WASHINGTON — President Obama said Thursday that the U.S. and Turkey will keep ramping up pressure to oust Syrian President Bashar Assad from power, with his country’s civil war having “wracked the region.”
At a news conference with Turkish Prime Minister Recep Tayyip Erdogan in the White House Rose Garden, Obama says the only way to resolve the crisis is for Assad to hand over power to a transitional government. He says Turkey will play a critical role in that process.
“We’re going to keep increasing the pressure on the Assad regime and working with the Syrian opposition,” Obama said. “We both agree that Assad needs to go.”
Obama said the U.S. will continue helping nations in the region deal with refugees with humanitarian aid.
Erdogan says the U.S. and Turkey have overlapping goals when it comes to Syria. Neither leader mentioned that the U.S. and Turkey remain far apart on just how to handle Syria’s bloody civil war.
Erdogan is visiting Washington just days after two car bombs in Turkey killed dozens in the deadliest terrorist attack there in years. Turkish authorities have blamed Syrian intelligence, and Erdogan has been calling for more aggressive steps to topple Assad’s government. Obama extended condolences for what he called the “outrageous bombings” and said the United States stands with Turkey in fighting terror threats.
But the Obama administration remains reluctant to take the kind of action Turkey would like to see, including establishing a no-fly zone in Syria.
The disagreement was unlikely to spoil a day of pomp for Erdogan, who arrived at the White House under the flags of a U.S. military honor guard lining the north driveway. He met with Obama in the Oval Office for three hours focusing largely on Mideast security issues, but Obama said they also agreed to create “a new high level committee” to focus on increasing trade and investment between the two countries.
Erdogan also was being treated to a formal lunch at the State Department lunch with Vice President Joe Biden and Secretary of State John Kerry before his return to the White House for a working dinner with the president.
Despite differences over Syria, Erdogan will welcome the opportunity to showcase his close ties with Obama. He arrives after recently marking 10 years in office as a dominant figure in Turkish politics. As much as Erdogan wants the U.S. to exert greater power in Syria, the Obama administration sees Turkey as a critical broker on a host of issues in the region.
The administration recently negotiated a deal to repair ties between Turkey and Israel, which were severed following a 2010 Israeli raid on a Gaza-bound aid flotilla in which eight Turks and a Turkish-American were killed. The administration hopes to see an understanding sealed during Erdogan’s visit on compensation for the victims of the raid and their families. The U.S. sees reconciliation between Turkey and Israel as critical as it seeks to revitalize peace talks between Israelis and Palestinians.
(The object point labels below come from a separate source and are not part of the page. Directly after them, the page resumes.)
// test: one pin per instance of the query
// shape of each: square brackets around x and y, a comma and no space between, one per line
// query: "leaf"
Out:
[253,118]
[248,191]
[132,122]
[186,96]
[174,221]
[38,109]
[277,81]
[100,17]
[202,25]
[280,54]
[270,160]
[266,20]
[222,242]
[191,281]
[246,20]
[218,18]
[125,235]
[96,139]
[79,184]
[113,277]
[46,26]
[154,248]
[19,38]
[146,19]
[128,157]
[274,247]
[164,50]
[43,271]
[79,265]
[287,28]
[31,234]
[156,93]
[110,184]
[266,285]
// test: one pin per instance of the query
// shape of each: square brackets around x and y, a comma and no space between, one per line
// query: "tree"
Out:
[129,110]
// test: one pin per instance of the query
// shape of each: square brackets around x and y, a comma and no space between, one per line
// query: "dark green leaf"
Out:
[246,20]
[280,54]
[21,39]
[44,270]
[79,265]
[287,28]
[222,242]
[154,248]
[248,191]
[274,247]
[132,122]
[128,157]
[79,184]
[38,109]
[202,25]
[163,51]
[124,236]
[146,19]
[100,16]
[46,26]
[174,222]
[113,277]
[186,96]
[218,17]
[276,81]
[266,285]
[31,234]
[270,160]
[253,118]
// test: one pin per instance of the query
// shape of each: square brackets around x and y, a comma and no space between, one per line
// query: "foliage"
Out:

It is also looking for Turkish help in ramping up sanctions on Iran and in cooling ethnic tensions in Iraq. Both Turkey and the U.S. see an opportunity this year to restart talks on the reunification of Cyprus, an issue that is also likely to come up in talks between Obama and Erdogan. Cyprus was split in 1974, when Turkey invaded after a coup by supporters of a union with Greece. A Turkish Cypriot declaration of independence in 1983 is recognized only by Turkey, which maintains 35,000 troops there. Turkey doesn’t recognize Cyprus as a sovereign country.
Following the recent terrorist attacks in Turkey, Erdogan and Obama also will look to step up cooperation on counterterrorism.
Finally, the U.S. administration is likely to reassure Erdogan that Turkey will not lose out as the administration seeks a massive free trade deal with the European Union. Obama may also offer praise for Erdogan’s initiative to make peace with Kurdish rebels after a nearly 30-year battle.